Маленький Цахес, по прозванию Циннобер
Глава 1
Маленький уродец. – Великая опасность, грозившая пасторскому носу. – О том, как князь Пафнутий вводил просвещение в своей стране, а фея Розабельвэрде появилась в женском приюте.
Неподалеку от красивой деревни у самой дороги лежала, растянувшись на выжженной солнцем земле, бедная крестьянка, одетая в лохмотья. Измученная голодом, истомленная жаждой и совсем обессилев, несчастная упала под тяжестью корзины, туго набитой хворостом, который она с трудом набрала в лесу под деревьями и кустами, и, задыхаясь от усталости, думала о том, как бы хорошо было умереть, чтобы кончилось, наконец, ее безысходное горе. Но она сейчас же нашла в себе силы, чтобы развязать веревки, которыми держалась на ее спине корзина, и медленно спустить ее на копну сена, стоящую неподалеку. Тут она разразилась громкими жалобами.
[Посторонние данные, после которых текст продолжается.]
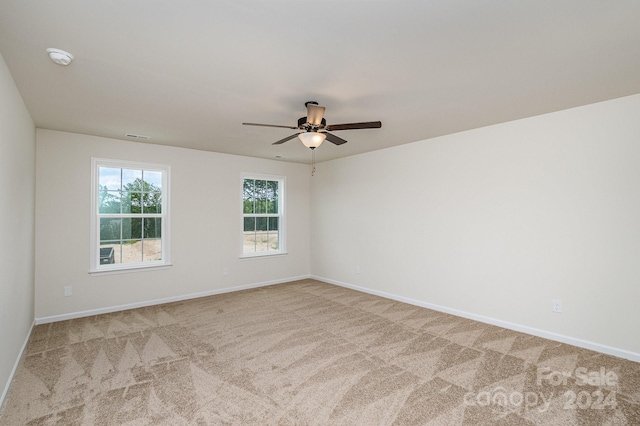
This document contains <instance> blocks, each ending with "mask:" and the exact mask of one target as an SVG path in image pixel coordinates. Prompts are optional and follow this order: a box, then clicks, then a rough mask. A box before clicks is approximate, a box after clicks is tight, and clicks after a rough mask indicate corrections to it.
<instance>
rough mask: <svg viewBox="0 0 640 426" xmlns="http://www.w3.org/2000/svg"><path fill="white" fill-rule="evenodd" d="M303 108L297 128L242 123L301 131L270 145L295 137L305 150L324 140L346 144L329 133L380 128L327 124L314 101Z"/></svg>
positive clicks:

– Неужели, – говорила она, – все беды должны валиться на нас с моим бедным мужем? Не мы ли одни во всей деревне, несмотря на всю нашу работу, на весь тот пот, который с нас льется, вечно терпим нужду и имеем не больше того, что нужно для утоления голода? Три года тому назад, вскапывая наш сад, муж нашел в земле золотой; мы думали, что нас, наконец, посетило счастье, и теперь пойдут хорошие дни. Но что же случилось? Деньги наши украли воры, дом и рига сгорели у нас над головами, хлеб наш побило градом и, чтобы уж переполнить меру наших несчастий, небо наказало нас еще этим маленьким уродцем, которого я родила на стыд и посмеяние целой деревни. В Лаврентиев день мальчишке исполнилось три с половиной года, а он не может стоять на своих паучьих ножонках, не ходит и урчит, и мяучит, как кошка, вместо того, чтобы говорить. Да притом еще бедный выродок ест, как какой-нибудь восьмилетний здоровый мальчик, и нисколько от этого не растет. Боже, сжалься над ним и над нами! Ведь мы должны вырастить ребенка только себе на горе, потому что есть и пить будет этот мальчик-с-пальчик все больше и больше, а работать никогда в жизни не будет! Нет, нет, это выше человеческих сил! Ах, если бы я могла умереть, умереть!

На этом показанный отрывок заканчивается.